Quando a guerra é a pior estratégia
Rita de Cássia de Araújo Almeida
trabalhadora da rede de saúde mental do SUS
Não faz muito tempo que a questão do abuso ou dependência de drogas ilícitas deixou de ser “caso de polícia”, pelo menos no âmbito legal. Para sermos mais específicos é a partir da lei n° 11.343/2006 que traficante e usuário de substâncias ilícitas são colocados em territórios distintos. Enquanto o primeiro continua sendo problema de segurança pública, o último passa a ser preocupação das políticas de saúde.
Lamentavelmente, apesar de contarmos com esse avanço legal importante, que descriminaliza o usuário ou dependente, o uso de drogas ilícitas ainda permanece envolto em uma nuvem de preconceitos e mitos, que contaminam nossa forma de abordar o tema, em especial quando o assunto é tratamento. Infelizmente, ainda enxergamos uma associação direta entre o uso de drogas e delinqüência ou criminalidade, visão exaustivamente reforçada pela mídia.
Isso tem gerado uma certa confusão quando o assunto é oferecer tratamento para o sujeito que se encontra adoecido pelo uso de drogas. Além de vítima da doença, ele se torna também vítima do preconceito e da retaliação da sociedade, o que intensifica os danos, ainda mais quando o sujeito já se encontra em estado de vulnerabilidade social.
O SUS tem sido convocado a dar respostas para tal problemática, que cada vez mais é colocada como evidente e urgente, especialmente com a chamada “epidemia do crack”. Entretanto, a nuvem de preconceitos que envolve o tema precisa ser dissipada, para que não façamos política de saúde utilizando estratégias de guerra. Sabemos que as guerras produzem sempre muitas vítimas e muito poucas soluções, e nesse caso, as vítimas tem sido aqueles para os quais as políticas deveriam oferecer cuidado: os drogadictos.
É importante reiterar: não se faz política de saúde utilizando estratégias de guerra, pelo menos, não quando a intenção é democratizar, humanizar e promover a inserção social, diretrizes fundamentais da política de saúde mental que o SUS vem implementando. Por isso, precisamos abolir formas de tratamento que se utilizem de verbos do tipo: combater, reprimir, tutelar, capturar, aprisionar, perseguir, ameaçar, cercear, coibir, atacar ou amedrontar. Técnicas muito úteis quando se está numa frente de batalha. Por outro lado, precisamos reforçar estratégias de tratamento que façam uso dos verbos: cuidar, acolher, compreender, abrigar, escutar, oferecer, apaziguar, esperar, confiar, apoiar e possibilitar, essas sim, fortalecedoras de laço e produtoras de vida.
Muito se fala sobre a morte como destino do sujeito adoecido pelo uso de drogas, mas o que não se diz é que a morte que realmente ameaça esse sujeito é a “morte social”. Esta sim é a mais perigosa, a que chega primeiro e a que, se não cuidada em tempo, pode provocar a morte do corpo. Isso nos indica que em se tratando de política de saúde não estamos, ou pelo menos não deveríamos estar, em guerra contra as drogas ou contra aqueles que as utilizam, já que esse é o caminho mais rápido para acelerarmos tal “morte social”.

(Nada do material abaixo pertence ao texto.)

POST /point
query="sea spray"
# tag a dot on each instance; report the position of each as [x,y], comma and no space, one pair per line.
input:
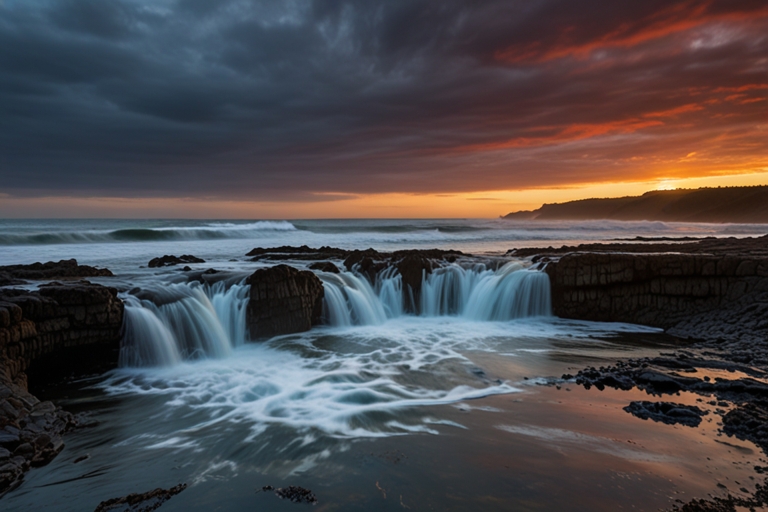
[474,293]
[164,325]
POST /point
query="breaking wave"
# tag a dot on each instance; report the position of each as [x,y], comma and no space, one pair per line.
[211,231]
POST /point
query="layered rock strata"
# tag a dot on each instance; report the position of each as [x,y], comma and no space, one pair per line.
[412,265]
[12,275]
[283,300]
[46,327]
[696,294]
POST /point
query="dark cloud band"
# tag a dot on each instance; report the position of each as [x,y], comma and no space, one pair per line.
[284,99]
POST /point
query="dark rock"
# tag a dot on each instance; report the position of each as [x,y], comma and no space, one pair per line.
[711,289]
[283,300]
[414,268]
[169,260]
[140,502]
[666,412]
[325,266]
[296,494]
[749,421]
[297,253]
[64,269]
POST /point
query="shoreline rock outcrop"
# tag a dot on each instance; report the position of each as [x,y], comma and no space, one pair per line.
[283,300]
[170,260]
[705,290]
[43,331]
[13,275]
[411,264]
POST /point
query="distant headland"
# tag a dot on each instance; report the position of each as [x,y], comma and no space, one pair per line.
[727,204]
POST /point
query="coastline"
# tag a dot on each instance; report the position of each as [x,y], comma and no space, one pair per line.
[736,352]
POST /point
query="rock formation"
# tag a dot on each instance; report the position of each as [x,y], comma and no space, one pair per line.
[412,265]
[283,300]
[49,328]
[12,275]
[170,260]
[691,293]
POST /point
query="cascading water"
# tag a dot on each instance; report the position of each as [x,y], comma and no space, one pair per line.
[474,293]
[164,326]
[182,321]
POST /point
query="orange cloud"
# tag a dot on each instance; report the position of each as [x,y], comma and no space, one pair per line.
[667,22]
[569,133]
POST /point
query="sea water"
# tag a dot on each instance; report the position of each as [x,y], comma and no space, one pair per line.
[377,409]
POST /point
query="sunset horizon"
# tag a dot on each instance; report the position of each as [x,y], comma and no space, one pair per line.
[327,109]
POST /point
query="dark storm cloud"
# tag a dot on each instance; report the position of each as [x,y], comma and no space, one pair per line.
[282,99]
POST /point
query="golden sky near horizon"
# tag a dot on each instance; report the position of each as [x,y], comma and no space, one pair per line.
[251,109]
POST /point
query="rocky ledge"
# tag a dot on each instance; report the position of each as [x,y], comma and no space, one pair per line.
[283,300]
[712,292]
[412,265]
[13,275]
[59,327]
[711,289]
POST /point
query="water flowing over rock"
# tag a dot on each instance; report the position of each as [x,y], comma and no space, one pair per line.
[170,260]
[283,300]
[476,293]
[167,324]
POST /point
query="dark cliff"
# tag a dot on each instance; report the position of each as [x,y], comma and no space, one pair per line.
[55,329]
[693,294]
[730,204]
[283,300]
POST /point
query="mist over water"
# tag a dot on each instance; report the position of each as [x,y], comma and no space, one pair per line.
[194,400]
[124,245]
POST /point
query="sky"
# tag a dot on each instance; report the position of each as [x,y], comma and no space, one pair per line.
[372,108]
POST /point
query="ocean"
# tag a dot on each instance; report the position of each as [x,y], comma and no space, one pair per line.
[455,408]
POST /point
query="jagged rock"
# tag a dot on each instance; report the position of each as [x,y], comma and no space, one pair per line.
[170,260]
[298,253]
[413,268]
[667,412]
[325,266]
[59,327]
[11,275]
[692,294]
[296,494]
[140,502]
[283,300]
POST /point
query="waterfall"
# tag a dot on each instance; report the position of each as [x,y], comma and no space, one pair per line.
[474,293]
[164,325]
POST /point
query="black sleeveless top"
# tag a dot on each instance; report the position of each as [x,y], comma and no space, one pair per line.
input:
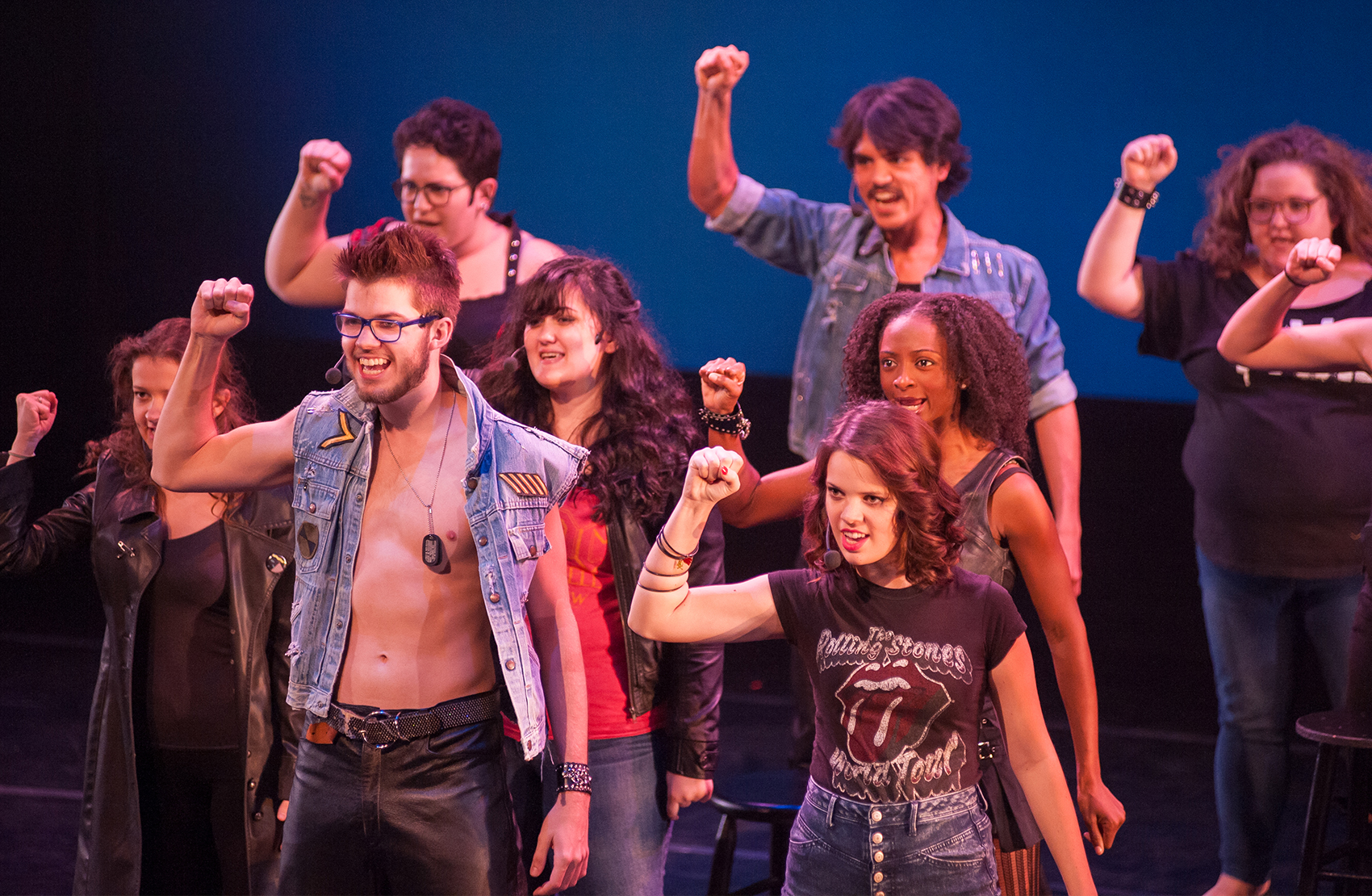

Concluindo, fazer alguma coisa em política de saúde não significa fazer qualquer coisa. Sendo assim, para propormos formas de cuidado e tratamento aos sujeitos adoecidos pelo uso de drogas é fundamental que não esqueçamos que nosso compromisso é com as pessoas e com a vida, coisas que numa guerra possuem o valor de quase nada.
Por Ana Losso
Rita, querida, compartilho totalmente com a tua fala. Acho que é urgente esta reflexão sobre políticas de saúde x guerra. Não podemos perder o nosso foco de atenção e cuidado: o SER HUMANO! As pessoas potencializam o combate e enfraquecem o cuidado!
Os maiores envolvidos não participam das rodas! Por que será???